Menghao Li, Minjia Zhang, Chi Wang, Mingqin Li
Deep learning models are computationally intense, and implementations often have to be highly optimized by experts or hardware vendors to be usable in practice. The DL compiler, together with Learning to Compile have proven to be a powerful technique for optimizing tensor programs. However, a limitation of this approach is that it still suffers from unbearably long overall optimization time.

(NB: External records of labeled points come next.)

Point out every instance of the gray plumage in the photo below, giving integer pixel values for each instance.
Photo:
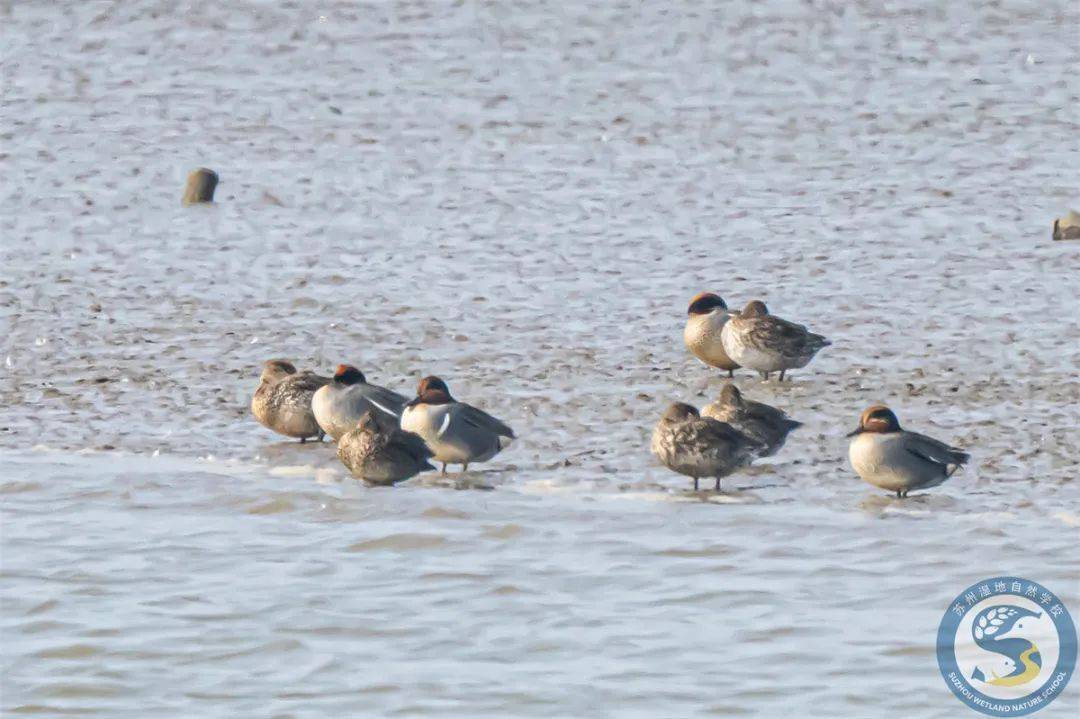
(382, 457)
(700, 446)
(764, 342)
(456, 432)
(339, 405)
(282, 402)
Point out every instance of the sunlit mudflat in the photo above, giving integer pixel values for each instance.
(523, 199)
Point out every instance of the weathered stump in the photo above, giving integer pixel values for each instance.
(201, 186)
(1067, 228)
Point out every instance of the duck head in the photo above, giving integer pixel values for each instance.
(755, 309)
(348, 375)
(277, 369)
(1025, 623)
(878, 419)
(680, 411)
(431, 391)
(705, 302)
(731, 395)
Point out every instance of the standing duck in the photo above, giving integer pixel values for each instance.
(282, 402)
(705, 317)
(760, 341)
(457, 433)
(896, 460)
(759, 421)
(338, 405)
(382, 457)
(697, 446)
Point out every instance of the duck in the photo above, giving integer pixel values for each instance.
(705, 319)
(457, 433)
(379, 456)
(757, 420)
(886, 456)
(339, 404)
(766, 343)
(282, 402)
(697, 446)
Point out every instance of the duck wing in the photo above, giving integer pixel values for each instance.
(935, 451)
(410, 444)
(307, 381)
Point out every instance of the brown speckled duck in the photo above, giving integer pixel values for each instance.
(757, 420)
(766, 343)
(899, 461)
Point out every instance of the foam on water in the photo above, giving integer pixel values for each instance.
(522, 198)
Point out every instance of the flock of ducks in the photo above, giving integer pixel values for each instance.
(383, 437)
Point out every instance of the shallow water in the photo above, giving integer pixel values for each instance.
(523, 199)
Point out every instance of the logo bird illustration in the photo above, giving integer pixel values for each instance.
(1000, 629)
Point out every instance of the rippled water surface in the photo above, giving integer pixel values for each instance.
(522, 198)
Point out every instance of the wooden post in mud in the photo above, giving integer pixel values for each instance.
(201, 186)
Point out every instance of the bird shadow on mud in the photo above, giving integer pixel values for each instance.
(885, 505)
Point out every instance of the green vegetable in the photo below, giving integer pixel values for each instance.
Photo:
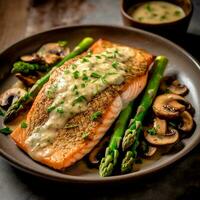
(24, 124)
(151, 131)
(5, 130)
(30, 95)
(2, 113)
(115, 64)
(28, 68)
(112, 151)
(96, 115)
(132, 135)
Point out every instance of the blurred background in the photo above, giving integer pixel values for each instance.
(25, 17)
(21, 18)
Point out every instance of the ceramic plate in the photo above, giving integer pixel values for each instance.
(180, 62)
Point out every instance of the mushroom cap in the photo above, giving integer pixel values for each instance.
(160, 126)
(178, 88)
(162, 139)
(187, 122)
(167, 106)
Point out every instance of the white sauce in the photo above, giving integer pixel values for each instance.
(156, 12)
(75, 87)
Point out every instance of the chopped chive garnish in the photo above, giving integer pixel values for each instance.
(74, 66)
(24, 124)
(95, 75)
(103, 79)
(80, 99)
(62, 43)
(85, 77)
(76, 74)
(96, 115)
(115, 64)
(6, 130)
(51, 91)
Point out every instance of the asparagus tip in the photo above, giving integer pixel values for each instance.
(128, 140)
(127, 162)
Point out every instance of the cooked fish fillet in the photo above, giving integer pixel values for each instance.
(72, 142)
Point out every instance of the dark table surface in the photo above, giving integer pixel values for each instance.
(24, 17)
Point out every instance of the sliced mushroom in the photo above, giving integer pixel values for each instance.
(52, 52)
(187, 122)
(10, 96)
(48, 53)
(167, 106)
(96, 154)
(151, 151)
(171, 137)
(177, 88)
(27, 80)
(160, 126)
(30, 58)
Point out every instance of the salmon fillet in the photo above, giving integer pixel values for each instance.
(69, 145)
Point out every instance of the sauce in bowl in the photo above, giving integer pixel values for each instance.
(156, 12)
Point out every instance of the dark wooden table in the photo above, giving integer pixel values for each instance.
(24, 17)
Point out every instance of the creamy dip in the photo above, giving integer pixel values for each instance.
(156, 12)
(76, 86)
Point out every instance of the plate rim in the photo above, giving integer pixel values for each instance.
(77, 179)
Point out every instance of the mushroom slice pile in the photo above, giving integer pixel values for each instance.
(186, 122)
(170, 137)
(169, 106)
(171, 85)
(10, 96)
(177, 88)
(49, 53)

In this paper, we present a new method, called AdaTune, that significantly reduces the optimization time of tensor programs for high-performance deep learning inference. In particular, we propose an adaptive evaluation method that statistically early terminates a costly hardware measurement without losing much accuracy. We further devise a surrogate model with uncertainty quantification that allows the optimization to adapt to hardware and model heterogeneity better. Finally, we introduce a contextual optimizer that provides adaptive control of the exploration and exploitation to improve the transformation space searching effectiveness. We evaluate and compare the levels of optimization obtained by a state-of-the-art DL compiler and AdaTune. The experiment results show that AdaTune obtains up to 115% higher GFLOPS than the baseline under the same optimization time budget. Furthermore, AdaTune provides 1.3--3.9X speedup in optimization time over the state-of-the-art to reach the same optimization quality for a range of models across different hardware architectures.